Face à l’Argentine, nous nous sommes mis en danger tout seul. Il se passe peut-être des choses chez les Irlandais mais nous, on s’attend à retrouver une bonne équipe. Soyons nous-mêmes, ne nous mettons pas à la faute. Jouons notre partition avant de nous occuper des autres.

Que redoutez-vous chez les Irlandais ?
C’est une équipe que l’on connaît puisque nous les rencontrons chaque année. C’est un paquet d’avants dynamique, une ligne de trois-quarts assez performante avec un trio O’Gara-O’Driscoll-D’Arcy de très bon niveau. A chaque fois, cela ne se joue à rien.

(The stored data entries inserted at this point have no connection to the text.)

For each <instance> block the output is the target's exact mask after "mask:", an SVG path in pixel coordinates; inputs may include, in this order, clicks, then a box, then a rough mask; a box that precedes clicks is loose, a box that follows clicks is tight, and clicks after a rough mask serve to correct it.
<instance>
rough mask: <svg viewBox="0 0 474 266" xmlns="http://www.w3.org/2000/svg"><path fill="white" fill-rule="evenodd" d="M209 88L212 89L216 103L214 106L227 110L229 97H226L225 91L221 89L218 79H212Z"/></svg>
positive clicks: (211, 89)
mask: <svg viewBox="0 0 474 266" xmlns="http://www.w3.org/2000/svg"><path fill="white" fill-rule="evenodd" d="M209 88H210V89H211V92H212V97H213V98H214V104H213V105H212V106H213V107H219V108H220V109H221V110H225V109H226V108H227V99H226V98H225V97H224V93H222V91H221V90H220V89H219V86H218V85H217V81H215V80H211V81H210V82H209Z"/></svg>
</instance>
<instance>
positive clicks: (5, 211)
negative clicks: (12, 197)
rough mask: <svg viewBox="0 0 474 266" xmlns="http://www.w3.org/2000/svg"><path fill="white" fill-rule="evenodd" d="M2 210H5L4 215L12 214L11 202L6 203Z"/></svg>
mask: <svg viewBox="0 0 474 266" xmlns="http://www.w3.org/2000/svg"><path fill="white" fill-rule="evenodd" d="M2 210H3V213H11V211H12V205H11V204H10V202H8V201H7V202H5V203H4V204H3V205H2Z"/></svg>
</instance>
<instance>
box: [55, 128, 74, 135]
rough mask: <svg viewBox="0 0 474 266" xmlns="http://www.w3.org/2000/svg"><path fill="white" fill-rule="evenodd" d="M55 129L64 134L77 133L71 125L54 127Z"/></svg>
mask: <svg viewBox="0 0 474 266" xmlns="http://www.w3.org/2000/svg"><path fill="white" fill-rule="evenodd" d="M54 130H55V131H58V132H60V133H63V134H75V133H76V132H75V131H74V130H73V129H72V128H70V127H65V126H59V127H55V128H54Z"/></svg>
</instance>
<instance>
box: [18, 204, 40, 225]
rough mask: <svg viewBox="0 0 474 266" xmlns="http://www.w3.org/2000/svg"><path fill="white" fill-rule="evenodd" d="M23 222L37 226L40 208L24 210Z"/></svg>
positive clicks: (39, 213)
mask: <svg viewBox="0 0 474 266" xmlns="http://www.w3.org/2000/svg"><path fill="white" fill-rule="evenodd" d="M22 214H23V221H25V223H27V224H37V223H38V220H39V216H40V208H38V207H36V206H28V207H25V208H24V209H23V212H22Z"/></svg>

Avez-vous imaginé que votre vie dans le rugby pourrait s’arrêter vendredi soir ?
Sincèrement, je n’y pense pas. Par contre, je sais que dans un mois et demi au plus tard, tout sera fini. C’est vrai, ça s’approche. Je sens au fond de moi que le rugby me manquera. C’est une évidence. Une nouvelle vie commencera alors. Maintenant, j’espère que ça n’arrivera pas vendredi.